Danica didn’t vote on this, so I can’t consult her blog. Arg. What to think?
Say something soon, I’m going to priority mail my ballot tomrrow. I thought it was a postmark deadline, but it’s a reciept deadline. bleah!
[update: i voted yes for every single non-state ballot measure aside from Q, which i dunno about. i’m feeling very affirmative today. bart! sure! parks! ok!. Danica voted no on CC, but Barbara Lee signed the argument in favor of CC . . . Vote against the patriot act, get loyalty from me. . . ]
[update again – what about state props 60a, 61, 65, 67 & 71? state initiatives are not as fun as berkeley measures.]

la servilatranslogxo de Diablejo

I’m feeling much better today. Which is good, because I’m in the midst of a disasterous server move. I managed to knock Tiffany’s blog offline. (If you’re looking for it, it’s back up at http://rc.bx9.net/~tiffany/blog.html and hopefully will get a www in the front of it soon.) I even managed to knock down christi’s email for several days and she’s not even on the ded server. Bah.
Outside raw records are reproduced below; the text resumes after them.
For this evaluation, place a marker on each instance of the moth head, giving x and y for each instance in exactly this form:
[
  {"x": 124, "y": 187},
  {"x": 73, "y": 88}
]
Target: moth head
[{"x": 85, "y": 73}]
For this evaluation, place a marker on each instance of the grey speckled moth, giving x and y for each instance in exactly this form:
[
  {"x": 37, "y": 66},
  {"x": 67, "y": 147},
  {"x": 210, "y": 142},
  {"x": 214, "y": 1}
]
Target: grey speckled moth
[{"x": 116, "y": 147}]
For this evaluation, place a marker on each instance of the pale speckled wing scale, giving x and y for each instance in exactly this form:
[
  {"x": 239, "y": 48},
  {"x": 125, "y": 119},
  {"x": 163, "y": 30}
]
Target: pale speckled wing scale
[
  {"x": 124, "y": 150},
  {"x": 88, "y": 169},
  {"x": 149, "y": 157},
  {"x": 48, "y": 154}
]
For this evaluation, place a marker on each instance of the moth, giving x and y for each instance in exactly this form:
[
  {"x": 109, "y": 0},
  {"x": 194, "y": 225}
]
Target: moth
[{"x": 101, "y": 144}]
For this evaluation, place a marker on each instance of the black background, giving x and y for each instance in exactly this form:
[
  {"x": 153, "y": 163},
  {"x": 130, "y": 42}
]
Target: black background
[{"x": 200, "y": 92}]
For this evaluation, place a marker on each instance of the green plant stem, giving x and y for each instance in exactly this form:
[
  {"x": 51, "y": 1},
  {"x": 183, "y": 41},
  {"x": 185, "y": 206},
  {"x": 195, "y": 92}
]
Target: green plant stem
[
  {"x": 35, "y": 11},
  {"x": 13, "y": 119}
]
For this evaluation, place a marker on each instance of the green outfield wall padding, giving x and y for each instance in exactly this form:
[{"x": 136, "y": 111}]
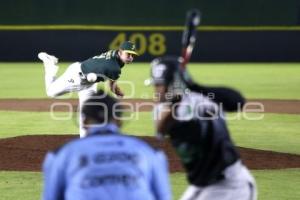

So anything you have for me at xkey.com is no more. I don’t have an email address there. I don’t have a photolibrary there. I don’t have anything, cuz the domain got killed. If you used to email me at celesteh@xkey.com, email me instead with the same username at gmail.com. If you are looking for my web presence, aside from this blog, it is now at celesteh.com. My photo library is at celesteh.com/pics. My XML feed for pictures is now at celesteh.com/pics/atom.xml. so the silver lining is that i finally got my super-vanity domain off the ground. But I don’t get email there yet, so don’t email me there.
I registered the domain gardenofmemory.com at dankon.com because it’s the cheepest place to register domains. Network solutions is pricey. However, gardenofmemory now has the wrong DNS servers listed. and the email address I used to register it was at xkey. So I can’t log in. Fortunately, the service is owned by my Esperanto teacher, Ed. In case you’re wondering, “Mi estas en la mezo de la servilatranslogxo de Diablejo” means (i hope) I am in the middle of the server move from hell. I think this is the first time I’ve written a plea for tech support in Esperanto.
I own eguilt.com. Ironically, I sometimes feel bad for not doing anything with it. do you own a silly domain name? Maybe we can trade. Also, I’ve got gmail invites. Get ’em while they’re not nearly as hot as they were.